Aufgabenerweiterungen, Heiratsantrag und Erlebtes
Hallo zusammen,
jetzt ist es schon vier
Monate her, dass ich in Indien gelandet bin. Der letzte Monat verging wie im
Fluge und ich habe wirklich viel erlebt, sodass ich euch wieder viel zu
erzählen habe.
Aufgabenerweiterungen
Zu meinen bisherigen
Aufgaben sind in den letzten vier Wochen noch zwei wirklich interessante und
völlig neue Aufgabenfelder hinzugekommen.
Seit vier Wochen arbeiten wir an einem Bahnhof
namens „Egmore Railwaystation“. Von Nesakkaram kommt man mit dem Bus in ca. 10
Minuten nach Egmore. Dieser Bahnhof hat 11 Plattformen, an denen im Minutentakt
überfüllte Züge aus allen Richtungen Indiens ankommen.
Nesakkaram besitzt an einer der drei Einganghallen
einen kleinen Schalter.
Im Moment sind wir abwechselnd einmal in der Woche
entweder abends oder morgens in Egmore. Natürlich sind wir auch dort nicht ganz
alleine und ein Mitarbeiter aus Nesakkaram ist immer bei uns!
Dieses Projekt ist ein staatliches Programm und
läuft unter dem Namen „Child Link“! Child Link kann man überall in Großstädten
Indiens finden. Ein staatliches Programm, das sich für das Recht und das Wohl
von Kindern in ganz Indien einsetzt!
Unsere Aufgabe ist es herumstreunende Kinder, die
von zu Hause abgehauen sind, abzufangen. Meist sind diese aus Angst vor
Bestrafungen von ihren Eltern weggegangen. Im Monat werden im Schnitt ca. zwei
Kinder gefunden. Diese sind meistens im Alter von 13-14 Jahren.
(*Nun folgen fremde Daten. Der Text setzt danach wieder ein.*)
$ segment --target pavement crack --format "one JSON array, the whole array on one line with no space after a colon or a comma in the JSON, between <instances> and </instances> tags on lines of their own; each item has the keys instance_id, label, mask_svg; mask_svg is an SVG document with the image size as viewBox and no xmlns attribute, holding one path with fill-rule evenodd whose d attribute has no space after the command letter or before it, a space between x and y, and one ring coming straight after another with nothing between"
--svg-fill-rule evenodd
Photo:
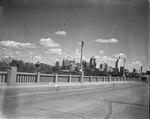
<instances>
[{"instance_id":1,"label":"pavement crack","mask_svg":"<svg viewBox=\"0 0 150 119\"><path fill-rule=\"evenodd\" d=\"M78 117L82 117L82 118L85 118L85 119L92 119L91 117L88 117L88 116L84 116L84 115L80 115L80 114L74 114L74 113L70 113L70 112L58 111L58 110L53 110L53 109L33 108L33 107L29 107L29 106L20 106L20 107L30 108L30 109L37 109L37 110L41 110L41 111L51 111L51 112L68 114L68 115L72 115L72 116L78 116Z\"/></svg>"}]
</instances>

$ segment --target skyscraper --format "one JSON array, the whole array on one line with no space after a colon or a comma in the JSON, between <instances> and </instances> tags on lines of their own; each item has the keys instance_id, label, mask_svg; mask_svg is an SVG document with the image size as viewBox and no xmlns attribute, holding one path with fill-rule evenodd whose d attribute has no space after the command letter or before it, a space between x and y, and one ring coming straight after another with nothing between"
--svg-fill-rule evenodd
<instances>
[{"instance_id":1,"label":"skyscraper","mask_svg":"<svg viewBox=\"0 0 150 119\"><path fill-rule=\"evenodd\" d=\"M120 72L120 57L117 59L115 64L115 71Z\"/></svg>"},{"instance_id":2,"label":"skyscraper","mask_svg":"<svg viewBox=\"0 0 150 119\"><path fill-rule=\"evenodd\" d=\"M94 71L95 68L96 68L96 59L92 56L90 59L90 69Z\"/></svg>"}]
</instances>

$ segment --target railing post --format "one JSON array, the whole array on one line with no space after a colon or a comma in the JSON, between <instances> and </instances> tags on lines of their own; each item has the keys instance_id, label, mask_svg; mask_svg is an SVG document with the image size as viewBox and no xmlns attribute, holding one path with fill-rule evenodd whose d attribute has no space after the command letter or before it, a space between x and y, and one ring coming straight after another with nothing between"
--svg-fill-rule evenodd
<instances>
[{"instance_id":1,"label":"railing post","mask_svg":"<svg viewBox=\"0 0 150 119\"><path fill-rule=\"evenodd\" d=\"M55 83L57 83L58 80L58 74L55 74Z\"/></svg>"},{"instance_id":2,"label":"railing post","mask_svg":"<svg viewBox=\"0 0 150 119\"><path fill-rule=\"evenodd\" d=\"M99 82L99 76L97 76L97 82Z\"/></svg>"},{"instance_id":3,"label":"railing post","mask_svg":"<svg viewBox=\"0 0 150 119\"><path fill-rule=\"evenodd\" d=\"M69 83L71 83L71 74L69 74Z\"/></svg>"},{"instance_id":4,"label":"railing post","mask_svg":"<svg viewBox=\"0 0 150 119\"><path fill-rule=\"evenodd\" d=\"M9 69L7 69L8 86L16 85L16 75L17 75L17 67L9 67Z\"/></svg>"},{"instance_id":5,"label":"railing post","mask_svg":"<svg viewBox=\"0 0 150 119\"><path fill-rule=\"evenodd\" d=\"M109 82L111 82L111 75L109 76Z\"/></svg>"},{"instance_id":6,"label":"railing post","mask_svg":"<svg viewBox=\"0 0 150 119\"><path fill-rule=\"evenodd\" d=\"M92 82L92 76L90 76L90 82Z\"/></svg>"},{"instance_id":7,"label":"railing post","mask_svg":"<svg viewBox=\"0 0 150 119\"><path fill-rule=\"evenodd\" d=\"M81 71L80 72L80 83L83 83L83 79L84 79L84 72Z\"/></svg>"},{"instance_id":8,"label":"railing post","mask_svg":"<svg viewBox=\"0 0 150 119\"><path fill-rule=\"evenodd\" d=\"M103 82L105 82L105 76L103 77Z\"/></svg>"},{"instance_id":9,"label":"railing post","mask_svg":"<svg viewBox=\"0 0 150 119\"><path fill-rule=\"evenodd\" d=\"M40 83L40 73L37 73L36 83Z\"/></svg>"}]
</instances>

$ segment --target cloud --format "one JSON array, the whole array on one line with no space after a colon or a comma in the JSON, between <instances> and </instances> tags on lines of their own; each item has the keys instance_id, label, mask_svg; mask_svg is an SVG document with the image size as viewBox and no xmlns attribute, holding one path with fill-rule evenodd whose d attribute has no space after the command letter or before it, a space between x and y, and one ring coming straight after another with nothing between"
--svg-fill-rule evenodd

Wenn dann eines der Kinder gefunden wird, gibt man
ihm etwas zu essen, versucht mit ihm in ein Gespräch zu kommen, um anschließend
die Eltern zu kontaktieren. Mit diesen wird dann gemeinsam versucht eine Lösung
zu finden.
Wenn es keine Lösung gibt oder das Kind eine Waise
ist, dann kommt es mit großer Wahrscheinlichkeit in eine staatliche Einrichtung
von Child Link.
Was vor drei Wochen hinzugekommen ist, ist ein dreistündiger,
wöchentlicher Besuch in einem Altenheim, zwei Bushaltestellen von Nesakkaram
entfernt. Das Altenheim ist hier auch unter dem Namen „Little Sisters of the Poor“
bekannt. Der Name ist wirklich sehr passend, denn die betreuenden katholischen
Schwestern sind erstaunlich klein und haben oft wenig Besitz.
Dort betreuen und unterhalten wir alte Mitmenschen.
Aber ab und zu werden wir auch den Putzlappen schwingen.
Das Hauptgebäude des Altenheims ist wirklich schön.
Kleine begrünte Innenhöfe schaffen eine helle und freundliche Atmosphäre. In
dem Hauptgebäude sind auch die Schlafzimmer der Senioren/innen untergebracht.
Im Erdgeschoss sind dabei 30 Seniorinnen anzutreffen, während im ersten Stock 20
Senioren hausen. Die Zimmer sind sehr einfach eingerichtet und erinnern an
Krankenhauszimmer. Meistens sind es Doppelzimmer, in denen ein etwas Hilfebedürftiger und ein noch sehr fitter Mitbewohner
leben. Es ist wirklich schön anzusehen, wie liebevoll die Senioren/innen
miteinander umgehen. Sie helfen sich gegenseitig und muntern den Kameraden in
schwierigen Zeiten auf.
Da das Altenheim, ein katholisches ist und von
Schwestern geleitet wird, befindet sich auf dem Gelände noch eine Kirche und
ein Wohnhaus der Schwestern. Auch die Schwestern kümmern sich um ihre alten
Mitmenschen wirklich rührend und weisen eine unglaubliche Arbeitsbereitschaft
und Geduld auf. Zum Großteil sind daher auch die meisten Bewohner des Altenheims
katholisch.
Mir bereitet diese Arbeit wirklich jetzt schon
große Freude. Es ist wirklich unglaublich, was man von den etwas älteren Mitmenschen
an Dankbarkeit zurückbekommt. Es reicht einfach nur für sie da zu sein, mit
ihnen zu reden, sie beim Essen zu füttern und ihnen ein Lächeln zu schenken. Zu
meiner großen Verwunderung können auch die meisten Bewohner des Altenheims
bestes Englisch. Oft waren sie in früheren Jahren im Lehramt tätig. Für mich
ist das natürlich eine große Erleichterung.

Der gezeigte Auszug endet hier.